E qui ancora con la chiesa di S. Bartolomeo sullo sfondo, sempre lunedì mattina:
Domenica mattina mi sono svegliato e il cielo era ancora coperto. Il giorno prima di partire da Berlino le previsioni dicevano che a Pasqua sarebbe uscito il sole. Va be’, ho pensato, io faccio comunque la camminata lunga che avevo programmato (cerchio superiore dell’escursione a 8 “Barock und Natur“, gentilmente scovata da Lupo). Sono uscito di casa abbastanza tardi (11:00) e la camminata è iniziata malino (attacco di diarrea), ma una volta liberatomi dietro un cespuglio a circa 1,5 km da casa di H. e J., mi sono sentito come rinato, almeno per un paio d’ore, e alla fine sono stato in giro fino alle 17:30, aggiungendo al percorso circolare anche due deviazioni. Anche in questo caso mi sono mosso ai margini di bosco e montagna, in una campagna parzialmente industrializzata che mi ricordava molto il mio Veneto.

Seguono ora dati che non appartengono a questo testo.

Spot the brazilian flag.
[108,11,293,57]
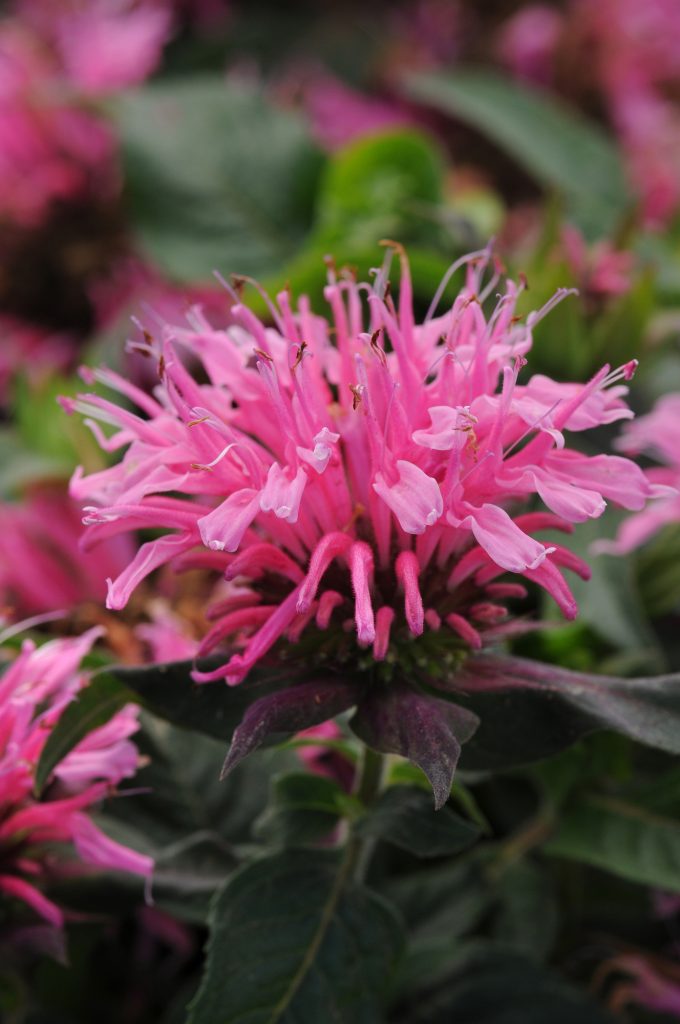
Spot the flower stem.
[346,746,386,882]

Vicino al villaggio di Wallburg, tra gli alberi, una chiesetta per onorare i “non tornati” della Seconda guerra mondiale:
A destra dell’altare una crocifissione dell’artista Karl Pallad che ritrae un certo Jörg, soldato tedesco crocifisso in un campo di prigionia sovietico per aver rubato 300 grammi di pane.

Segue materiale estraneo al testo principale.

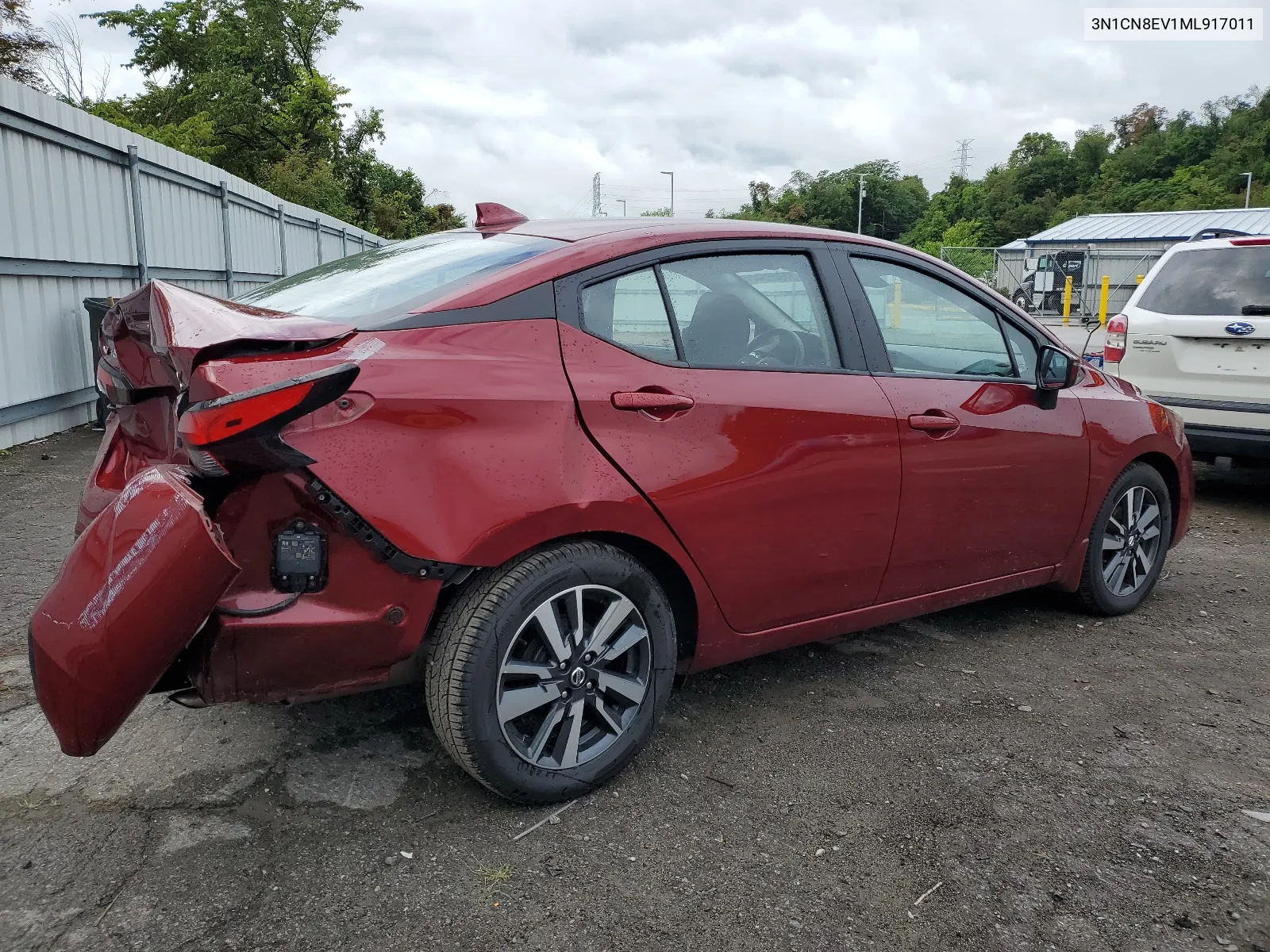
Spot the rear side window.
[1138,245,1270,317]
[662,254,837,370]
[582,252,838,370]
[582,268,677,363]
[851,261,1014,377]
[237,231,565,328]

Appena mi sono addentrato un attimo nel bosco (Brudergarten), ho incontrato Hänsel e Gretel, moltiplicati per 3 Gretel e per 2 Hänsel: praticamente una baby gang silvana. In questo caso chi si era perso ero io: non capivo a che punto del sentiero, tra Wallburg e Münchweier, mi trovassi. Stavo quasi per chiedere ai bambini, che chiaramente conoscevano quel bosco come le loro tasche, ma mi sono fatto spaventare dal “Kennen wir uns?” pronunciato con una certa sfrontatezza da una delle tre Gretel e quindi ho lasciato perdere. Tanto non mi ero davvero perso: il sentiero era ben segnato. Giusto volevo capire in quale punto preciso della mappa ci trovassimo in quel momento.
Poco più avanti, mi sono imbattutto in questa misteriosa capanna:
Sulla sinistra un disegno infantile a colori su cartoncino strappato, a destra della porta (lucchettata) l’impronta di una manina (vernice bianca). Da una finestrella sulla parete posteriore si poteva sbirciare dentro la baracca: si vedevano delle strutture colorate con vari ripiani, molto simili a quei castelli da gioco per gatti da appartamento.

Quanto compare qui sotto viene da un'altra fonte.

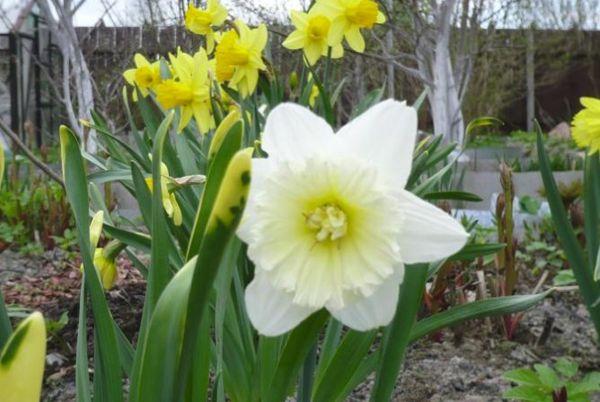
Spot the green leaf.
[264,310,329,402]
[448,243,506,261]
[536,124,600,337]
[186,121,244,259]
[554,357,579,378]
[424,191,482,202]
[312,331,377,402]
[0,289,12,350]
[502,368,542,387]
[135,258,196,402]
[502,385,552,402]
[75,281,92,402]
[60,126,123,402]
[371,264,429,402]
[175,148,252,400]
[569,371,600,396]
[410,290,552,342]
[465,116,504,137]
[533,364,563,389]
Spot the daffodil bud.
[0,312,46,402]
[289,71,298,91]
[90,211,104,249]
[0,141,4,185]
[207,148,254,232]
[208,106,242,160]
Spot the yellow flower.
[156,49,215,134]
[283,10,344,66]
[311,0,385,53]
[216,20,267,97]
[185,0,227,53]
[0,312,46,402]
[146,162,182,226]
[123,53,161,100]
[572,97,600,155]
[94,248,118,290]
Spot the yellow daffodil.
[313,0,385,53]
[185,0,227,53]
[215,20,267,97]
[0,140,5,186]
[94,242,122,290]
[123,53,161,100]
[572,97,600,155]
[238,100,468,336]
[0,312,46,402]
[79,211,120,290]
[283,10,344,66]
[156,49,215,134]
[146,162,182,226]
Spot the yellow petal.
[0,312,46,402]
[282,31,306,50]
[345,28,365,53]
[90,211,104,250]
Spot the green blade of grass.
[60,126,123,402]
[371,264,429,402]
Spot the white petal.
[337,99,417,189]
[329,265,404,331]
[237,158,271,243]
[262,103,334,160]
[245,270,316,336]
[398,190,469,264]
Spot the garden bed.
[0,250,600,402]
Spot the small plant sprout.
[503,358,600,402]
[238,100,468,336]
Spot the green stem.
[297,342,317,402]
[371,264,429,402]
[0,289,12,351]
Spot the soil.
[0,250,600,402]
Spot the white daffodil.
[238,100,468,336]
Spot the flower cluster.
[283,0,385,65]
[572,97,600,155]
[123,0,268,134]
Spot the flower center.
[346,0,379,28]
[308,15,331,41]
[157,80,194,109]
[304,203,348,242]
[135,66,154,88]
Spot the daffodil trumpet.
[237,100,469,336]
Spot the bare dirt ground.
[0,251,600,402]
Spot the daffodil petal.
[283,31,305,50]
[262,103,336,164]
[329,266,404,331]
[336,99,417,190]
[344,28,365,53]
[245,273,317,336]
[398,190,469,264]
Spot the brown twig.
[0,119,65,188]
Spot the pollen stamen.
[304,203,348,242]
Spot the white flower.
[238,100,468,336]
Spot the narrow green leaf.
[448,243,506,261]
[502,368,542,386]
[424,191,482,202]
[175,148,252,400]
[371,264,429,402]
[265,310,329,402]
[75,281,92,402]
[0,289,12,350]
[536,124,600,337]
[410,290,551,342]
[313,331,377,402]
[60,126,123,402]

Rientrato a Ettenheim verso le 17:30, sudato come un cammello malato, mi sono reso conto che il fatto di aver perso le mie cartine da tabacco durante l’escursione non mi lasciava del tutto indifferente. Preso dalla smania di fumare, ho perlustrato il paese in lungo e in largo alla ricerca di un distributore di sigarette che vendesse anche cartine, meglio se di tipo B. Niente. L’ultimo tentativo è stata questa kneipe vicino a casa di H. e J., dove ho bevuto una birra di cortesia e comprato un pacchetto di Gauloises blu.
Tra doccia e cena, ho dormito due minuti di numero. Per cena: croque-monsieur, con ananas per H. e J., e mele al forno.
La mattina di lunedì mi sono svegliato presto e ho fatto un’ultima passeggiata in paese, per fotografare il municipio con il sole. Già che c’ero, ho fotografato anche lo Schläfer (dormiente): un Cristo gotico proveniente dalla prima chiesa di Ettenheim, ora inserito nella facciata di una casa privata in Ettikostraße.
Prima di accompagnarmi in stazione, H. e J. hanno voluto fare una breve scampagnata a tre. Mi hanno portato a vedere il loro orto sulla collina di Heuberg e poi io e J. siamo saliti assieme sulla torretta panoramica: “I Vosgi, l’Europa-Park, il Reno oggi non si vede”. Ero molto triste di partire.